Project

General

Profile

Bug #6273

obytes64 drops despite vnic not being destroyed

Added by Robert Mustacchi about 4 years ago. Updated about 4 years ago.

Status:
Closed
Priority:
Normal
Category:
networking
Start date:
2015-09-30
Due date:
% Done:

100%

Estimated time:
Difficulty:
Hard
Tags:

Description

We encountered several cases where the obytes64 value for a vnic would drop to zero while the vnic was still active. The various kstat identifiers also didn't change, which for a counter is a serious bug.

I've installed a D script to run overnight to try and capture the theory that I originally established. This script should at least help us narrow in on whether or not this theory is viable:

[root@RM08219 (us-east-2) ~]# cat /var/tmp/rm/OS-2481.d
fbt::vnic_dev_create:entry
{
        self->t = 1;
}

fbt::mac_tx_srs_stat_recreate:entry
/self->t != 1/
{
        trace(timestamp);
        trace(walltimestamp);
        printf("\n%x %Y.%09d\n", timestamp, walltimestamp, walltimestamp % 1000000000);
        stack();
}

fbt::vnic_dev_create:return
/self->t/
{
        self->t = 0;
}

Past me had a theory that this was due to a stat being clobbered and in fact, the output of the above OS-2481.d was valuable and still sitting on the shrimp.
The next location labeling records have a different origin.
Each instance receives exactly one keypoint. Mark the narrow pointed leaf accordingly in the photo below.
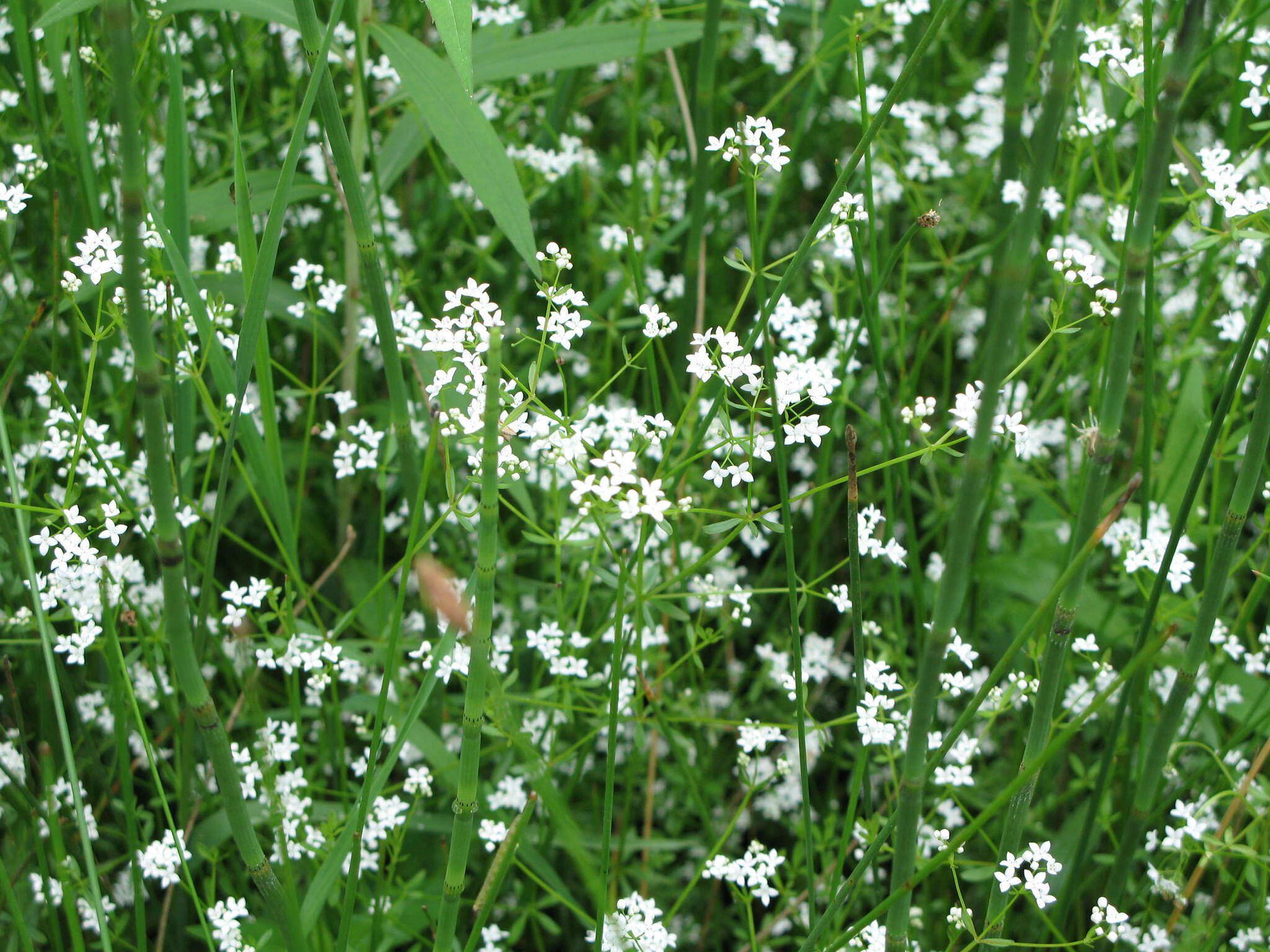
(454, 19)
(580, 46)
(464, 134)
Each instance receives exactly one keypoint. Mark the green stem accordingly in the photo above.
(1101, 454)
(791, 588)
(856, 593)
(1256, 323)
(474, 696)
(1010, 282)
(150, 392)
(1197, 650)
(371, 271)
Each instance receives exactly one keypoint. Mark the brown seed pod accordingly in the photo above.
(440, 589)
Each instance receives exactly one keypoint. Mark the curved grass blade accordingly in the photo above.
(463, 133)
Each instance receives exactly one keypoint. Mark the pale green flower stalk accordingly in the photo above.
(1217, 425)
(940, 861)
(1005, 315)
(1104, 443)
(845, 894)
(373, 273)
(855, 592)
(1215, 586)
(159, 477)
(474, 696)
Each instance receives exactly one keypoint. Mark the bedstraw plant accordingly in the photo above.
(634, 477)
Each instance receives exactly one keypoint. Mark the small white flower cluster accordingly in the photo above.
(848, 208)
(98, 255)
(510, 795)
(563, 322)
(549, 639)
(1255, 75)
(771, 9)
(1037, 865)
(557, 254)
(958, 683)
(657, 323)
(636, 927)
(756, 141)
(498, 13)
(752, 874)
(243, 597)
(360, 452)
(916, 414)
(162, 860)
(752, 735)
(1225, 179)
(553, 164)
(643, 498)
(873, 547)
(386, 814)
(224, 918)
(729, 363)
(873, 719)
(1147, 551)
(1106, 919)
(821, 660)
(13, 200)
(1078, 265)
(806, 430)
(1105, 45)
(779, 54)
(738, 474)
(966, 416)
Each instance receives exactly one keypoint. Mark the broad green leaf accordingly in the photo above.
(213, 209)
(464, 134)
(579, 46)
(403, 145)
(275, 11)
(63, 11)
(454, 19)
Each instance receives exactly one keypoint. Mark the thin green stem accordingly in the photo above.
(474, 695)
(1010, 275)
(150, 392)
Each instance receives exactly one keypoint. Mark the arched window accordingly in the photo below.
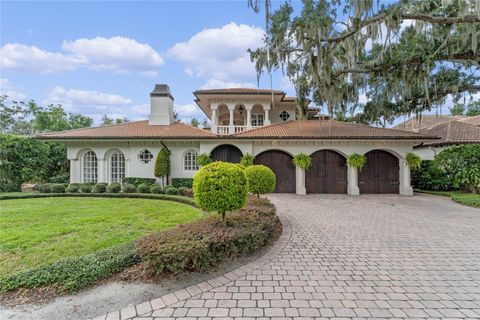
(190, 161)
(89, 167)
(117, 166)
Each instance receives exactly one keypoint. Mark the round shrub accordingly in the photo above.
(261, 179)
(72, 188)
(85, 188)
(143, 188)
(129, 188)
(99, 188)
(114, 188)
(220, 187)
(155, 188)
(171, 190)
(57, 188)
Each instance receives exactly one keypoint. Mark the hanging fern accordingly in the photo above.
(302, 160)
(357, 160)
(203, 159)
(413, 160)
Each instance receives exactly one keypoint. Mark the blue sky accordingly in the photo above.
(101, 58)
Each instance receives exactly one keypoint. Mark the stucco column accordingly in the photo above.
(214, 117)
(249, 107)
(300, 181)
(231, 109)
(405, 184)
(266, 109)
(102, 170)
(352, 177)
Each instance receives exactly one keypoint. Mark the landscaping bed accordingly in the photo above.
(200, 245)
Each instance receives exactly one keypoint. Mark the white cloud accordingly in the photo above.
(116, 54)
(220, 53)
(13, 93)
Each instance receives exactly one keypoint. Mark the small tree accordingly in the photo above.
(162, 165)
(220, 187)
(247, 160)
(261, 180)
(302, 160)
Here's a few lines from it, the stack is what's important:

CPU     ID                    FUNCTION:NAME
  5  37137   mac_tx_srs_stat_recreate:entry  3633581624715199 1397097051623999321
ce8b92600e7bf 2014 Apr 10 02:30:51.623999321

              mac`i_mac_group_add_ring+0x291
              mac`mac_group_mov_ring+0x5b
              mac`mac_release_tx_group+0xfb
              mac`mac_datapath_teardown+0x3ca
              mac`mac_client_datapath_teardown+0x66
              mac`mac_unicast_remove+0x27a
              vnic`vnic_dev_delete+0x14b
              vnic`vnic_ioc_delete+0x28
              dld`drv_ioctl+0x1e4
              genunix`cdev_ioctl+0x39
              specfs`spec_ioctl+0x60
              genunix`fop_ioctl+0x55
              genunix`ioctl+0x9b
              unix`sys_syscall32+0xff

  5  37137   mac_tx_srs_stat_recreate:entry  3633581625230065 1397097051624999498
ce8b92608c2f1 2014 Apr 10 02:30:51.624999498

              mac`i_mac_group_add_ring+0x291
              mac`mac_group_mov_ring+0x5b
              mac`mac_release_tx_group+0xfb
              mac`mac_datapath_teardown+0x3ca
              mac`mac_client_datapath_teardown+0x66
              mac`mac_unicast_remove+0x27a
              vnic`vnic_dev_delete+0x14b
              vnic`vnic_ioc_delete+0x28
              dld`drv_ioctl+0x1e4
              genunix`cdev_ioctl+0x39
              specfs`spec_ioctl+0x60
              genunix`fop_ioctl+0x55
              genunix`ioctl+0x9b
              unix`sys_syscall32+0xff

There are various different tx groups that exist over a physical device based upon the way mac has decided to hand out transmit rings and their availability. In many places where we have ixgbe on the scene, it ends up working out that we assign on the order of 8-16 things their own group with one ring and then leave everyone else using the default ring. The following bit of mdb from emy10 shows the rough clustering of soft ring sets (eg. mac clients basically) to theses tx groups:

> ::walk mac_client_impl_cache | ::printf "%p\n" mac_client_impl_t mci_flent->fe_tx_ring_g
roup ! sort | uniq -c
   4 0
   1 ffffff0d2c4c7b80
   1 ffffff0d2c4c7c10
   1 ffffff0d2c4c7ca0
   1 ffffff0d2c4c7d30
   1 ffffff0d2c4c7dc0
   1 ffffff0d2c4c7e50
   1 ffffff0d2c4c7ee0
  59 ffffff0d2c4c7f70
   1 ffffff0d34b3c980
   1 ffffff0d34b3ca10
   1 ffffff0d34b3caa0
   1 ffffff0d34b3cb30
   1 ffffff0d34b3cbc0
   1 ffffff0d34b3cc50
   1 ffffff0d34b3cce0
  52 ffffff0d34b3cd70
   1 ffffff0d39505010
   1 ffffff0d47e2ddc0

In the cases where we only have one mac client on the group, the group correspondingly only has a single client. This is important as if a non-default group has its last client removed then we change the state transition that we take while going through mac_datapath_teardown and end up releasing the transmit group entirely.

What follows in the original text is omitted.